El sevillano corta dos orejas y Urdiales una en una corrida impresentable y aborregada de El Torero.

Por Alejandro Martínez.

Veinticinco años después de aquel 29 de junio de 1997, José Antonio Morante Camacho, Morante de la Puebla, volvió al lugar donde empezó todo. Fue en el antiguo coso de El Plantío, hoy bautizado como Coliseum de Burgos y convertido en una moderna plaza multiusos.

Pero, en este cuarto de siglo, no sólo ha cambiado el escenario de aquella alternativa; también la carrera y popularidad del diestro sevillano. Hoy, aquel chaval de 17 años es una de las figuras del toreo más importantes de las dos primeras décadas del siglo XXI.

Lo es, aunque no lo demuestre todas las tardes.

Y es que, quizá como homenaje y recuerdo a sus años de novillero, Morante celebró tan señalada efeméride matando una indecorosa novillada. No por edad, claro, pero sí por presentación. Un encierro con el hierro de El Torero muy terciado y sospechoso de pitones que, además, dio un juego lamentable. Seis animalitos completamente aborregados que transmitieron de todo menos peligro y emoción.

Aun así, Morante se llevó un susto y sufrió una aparatosa voltereta justo cuando se disponía a cerrar su segunda faena. Tras un pase de pecho, el toro aprovechó un exceso de confianza del de la Puebla y lo cogió lanzándole por los aires para luego buscarlo en el suelo.
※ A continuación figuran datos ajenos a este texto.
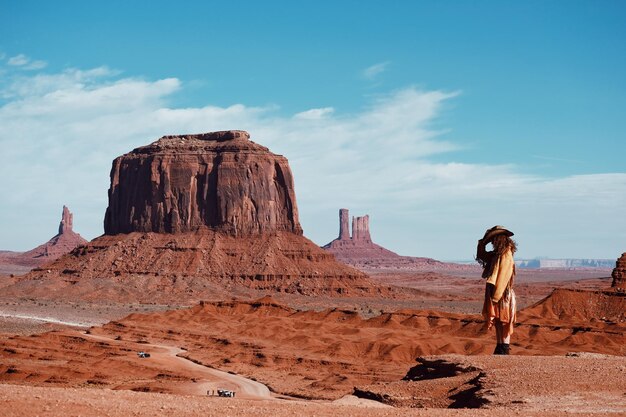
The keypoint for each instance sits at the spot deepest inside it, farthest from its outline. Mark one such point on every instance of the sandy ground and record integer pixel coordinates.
(16, 400)
(264, 354)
Arrebatado y con la parte superior del vestido hecho jirones, Morante se repuso y tiró sin puntilla al bicho traicionero. Dos orejas.

Ante ese ejemplar pudo Morante dejar retazos de su gusto y personalidad. Como el hermoso inicio del trasteo, con ayudados por alto. También algunos naturales sueltos. O una templada y ligada tanda en redondo. Todo, claro, sin la importancia y emoción que tendría habérselo hecho a un toro con casta y trapío. Ante el primero, aún más blando y descastado, abrevió con la muleta antes de mandarlo al otro barrio de un infame bajonazo.

Junto a Morante, hicieron el paseíllo Diego Urdiales y Juan Ortega. Otros dos matadores de corte “artista” que torearon de la misma forma que respondió el muy benevolente y nada exigente público burgalés: sin pasión. El primero cortó una oreja del segundo, al que mimó a media altura y sin demasiadas apreturas. Mejor colocado, pero al unipase (su oponente no daba para más), anduvo Urdiales en el quinto.

Más espeso, Ortega se fue de vacío tras una actuación pinturera que nunca despertó el entusiasmo de los tendidos. Además, sufrió muchos enganchones.

Así pues, en el ambiente quedó la sensación de que todo había sido un mero simulacro. Eso y una muestra muy pobre de compromiso y torería. Uno no cumple todos los años 25 años de alternativa. Qué menos que hacerlo ante una corrida de toros digna.

El Torero / Morante, Urdiales, Ortega

Toros de El Torero, impresentables por anovillados y sospechosos de pitones, muy nobles, blandos y descastados.

Morante de la Puebla: bajonazo (silencio); estocada caída (dos orejas).

Diego Urdiales: estocada corta caída (oreja); estocada caída (saludos tras petición minoritaria de oreja).

Juan Ortega: estocada desprendida (saludos tras petición minoritaria); estocada desprendida -aviso- (palmas y sale a saludar tras leve petición).

Plaza de toros de Burgos. 29 de junio. Quinta y última de la Feria de San Pedro y San Pablo. Alrededor de tres cuartos de entrada.